Ayah Bani langsung memutus sambungan teleponnya begitu tahu putranya tidak bisa memenuhi permintaan yang sudah disampaikan beberapa waktu lalu. Bukankah uang yang diinginkan sudah ada? Lantas, mengapa Bani memilih untuk tidak berterus terang?

Sengaja. Bukan tanpa alasan Bani melakukan hal itu. Ia tidak ingin sang ayah berpikir bahwa dirinya dengan mudah bisa mendapat uang dalam waktu singkat, padahal nominalnya sangat besar. Supaya tidak menjadi kebiaasaan saat kepepet.

Bukankah bebannya saja sudah cukup berat? Harus menghadapi dua pangeran keluarga Hutama dengan kepribadian yang sangat jauh berbeda. Jika sang ayah tahu bahwa ia dapat dengan mudah, maka bukan tidak mungkin sang ayah akan mengulanginya lagi.

Sanggup, kok. Nanti akan ada jalan keluar untuk mempermudah. Sebab niatan ini untuk membantu keluarga, maka akan ada jalan lain untuk membantuku, batin Bani sambil menatap ponsel yang barus saja ia letakkan di atas meja.

"Ban, di pabrik ada insiden kecelakaan kerja. Pak Chiko minta kamu untuk pantau dan atasi secara langsung," ujar Septa yang memunculkan kepalanya di pintu masuk.

"Kapan Pak Chiko bilang?"

Septa mengangkat ponselnya dan memperlihatkan bahwa ia masih tersambung dengan sang atasan. "Baik, Pak. Sudah saya sampaikan sama Bani. Dia ..., siap berangkat."

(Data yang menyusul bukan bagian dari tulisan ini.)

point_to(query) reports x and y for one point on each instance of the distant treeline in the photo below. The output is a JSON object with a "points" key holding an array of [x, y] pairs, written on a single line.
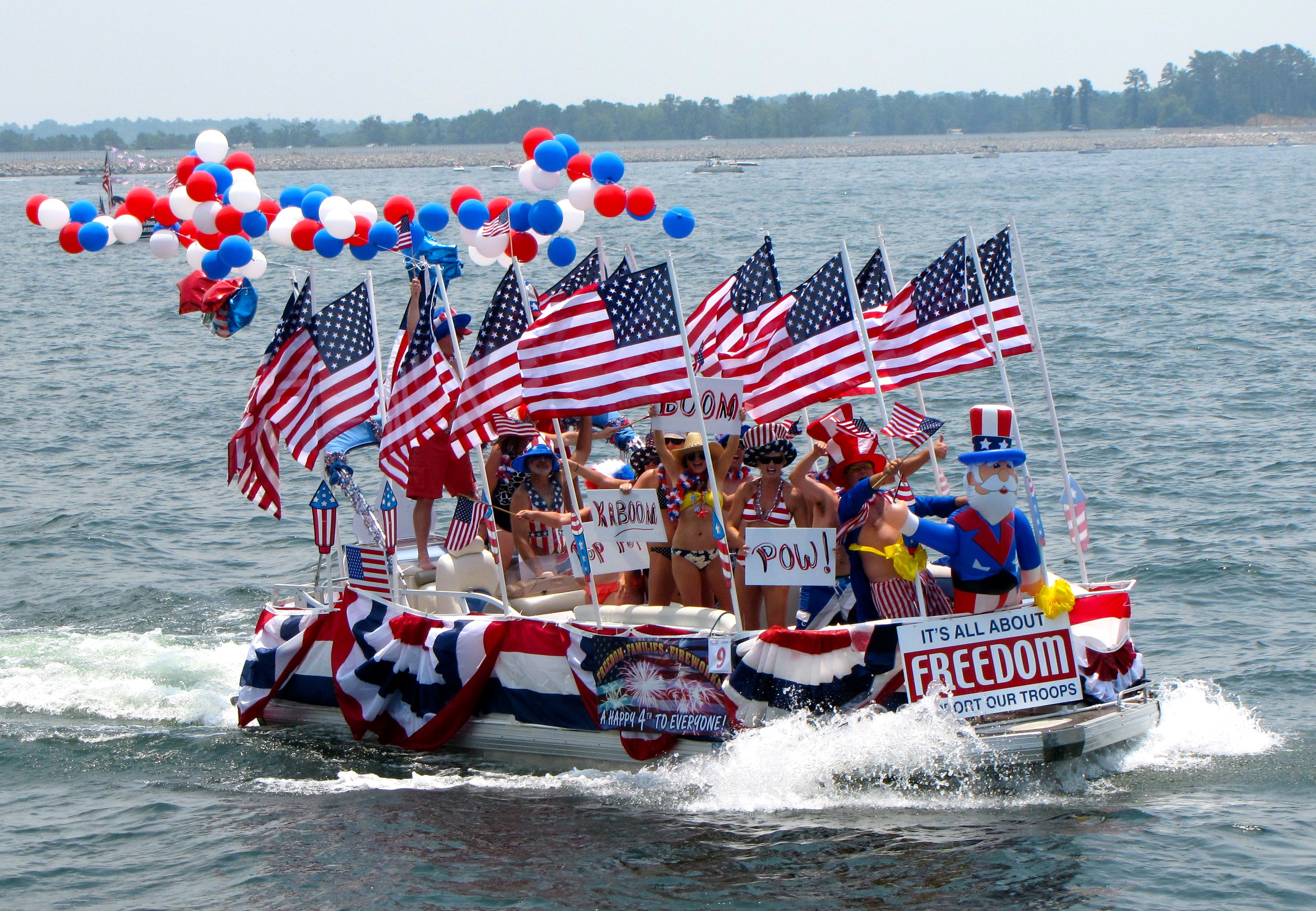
{"points": [[1214, 89]]}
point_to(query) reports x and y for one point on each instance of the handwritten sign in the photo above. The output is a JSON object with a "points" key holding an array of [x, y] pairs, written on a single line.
{"points": [[722, 402], [790, 556], [632, 517], [992, 663]]}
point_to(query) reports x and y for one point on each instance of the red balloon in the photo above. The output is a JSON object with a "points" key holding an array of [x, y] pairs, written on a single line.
{"points": [[200, 186], [185, 167], [240, 158], [640, 202], [140, 203], [610, 200], [533, 139], [304, 233], [69, 237], [579, 166], [33, 204], [397, 207], [461, 195], [228, 220], [524, 247]]}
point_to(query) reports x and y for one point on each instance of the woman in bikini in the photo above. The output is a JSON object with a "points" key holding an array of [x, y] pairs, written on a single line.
{"points": [[694, 549], [765, 502]]}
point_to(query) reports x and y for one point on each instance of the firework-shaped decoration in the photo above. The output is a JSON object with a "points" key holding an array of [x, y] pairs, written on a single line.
{"points": [[389, 518], [324, 514]]}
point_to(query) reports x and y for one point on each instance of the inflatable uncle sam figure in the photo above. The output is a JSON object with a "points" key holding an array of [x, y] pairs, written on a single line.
{"points": [[992, 545]]}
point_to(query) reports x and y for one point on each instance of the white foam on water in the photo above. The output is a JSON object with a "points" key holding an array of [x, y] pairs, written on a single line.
{"points": [[148, 677]]}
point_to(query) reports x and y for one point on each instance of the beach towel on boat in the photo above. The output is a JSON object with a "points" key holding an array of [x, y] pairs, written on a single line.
{"points": [[818, 670], [281, 645]]}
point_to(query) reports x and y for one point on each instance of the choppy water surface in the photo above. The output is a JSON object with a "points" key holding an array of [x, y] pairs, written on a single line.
{"points": [[1175, 293]]}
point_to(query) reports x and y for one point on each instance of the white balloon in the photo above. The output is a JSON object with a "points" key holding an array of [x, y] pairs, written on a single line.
{"points": [[181, 203], [571, 217], [212, 147], [365, 208], [194, 255], [163, 244], [203, 217], [255, 269], [244, 198], [53, 214], [339, 223], [581, 194], [479, 259], [127, 229]]}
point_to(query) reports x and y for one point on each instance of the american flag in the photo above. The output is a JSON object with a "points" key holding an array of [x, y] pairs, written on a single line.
{"points": [[910, 426], [998, 274], [284, 369], [341, 388], [928, 330], [719, 323], [608, 347], [803, 349], [1075, 515], [422, 395], [466, 523], [493, 384], [367, 569]]}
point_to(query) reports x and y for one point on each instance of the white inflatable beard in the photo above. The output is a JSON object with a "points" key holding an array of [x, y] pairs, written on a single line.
{"points": [[999, 499]]}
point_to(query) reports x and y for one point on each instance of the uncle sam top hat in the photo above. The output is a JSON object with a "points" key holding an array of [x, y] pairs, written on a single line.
{"points": [[993, 428]]}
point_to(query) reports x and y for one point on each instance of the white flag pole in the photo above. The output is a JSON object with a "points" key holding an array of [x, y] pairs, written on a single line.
{"points": [[1068, 497], [728, 570]]}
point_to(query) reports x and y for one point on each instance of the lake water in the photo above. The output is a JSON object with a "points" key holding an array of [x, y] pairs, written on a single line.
{"points": [[1175, 295]]}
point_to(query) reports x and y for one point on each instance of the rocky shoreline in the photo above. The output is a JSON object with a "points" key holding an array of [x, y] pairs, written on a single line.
{"points": [[386, 157]]}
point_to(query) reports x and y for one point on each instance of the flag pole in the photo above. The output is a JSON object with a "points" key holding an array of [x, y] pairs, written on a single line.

Bani langsung bergegas berlari ketika tahu sambungan telepon itu masih terhubung pada Pak Chiko. Ia melewati Septa sambil menepuk bahunya sambil mengucapkan terima kasih tanpa suara.

Langkah kaki Bani melambat ketika ponselnya berdering. Ia melihat nama Septa tertera di sana.

"Halo?"

"Pakai mobil perusahaan. Kamu ditunggu di basement, tempat parkir bagian ujung."

"Siap!"

Bani merubah arah kakinya dan bergegas menuju lift yang akan membawanya ke lantai dasar. Ia berlari lebih cepat supaya orang-orang di sana tidak terlalu lama menunggunya.

Setelah sampai, ia langsung masuk ke dalam mobil dengan napas yang terengah-engah. Napasnya benar-benar tidak teratur, setelah diingat-ingat lagi, entah sudah berapa lama ia tidak pernah berlari secepat itu.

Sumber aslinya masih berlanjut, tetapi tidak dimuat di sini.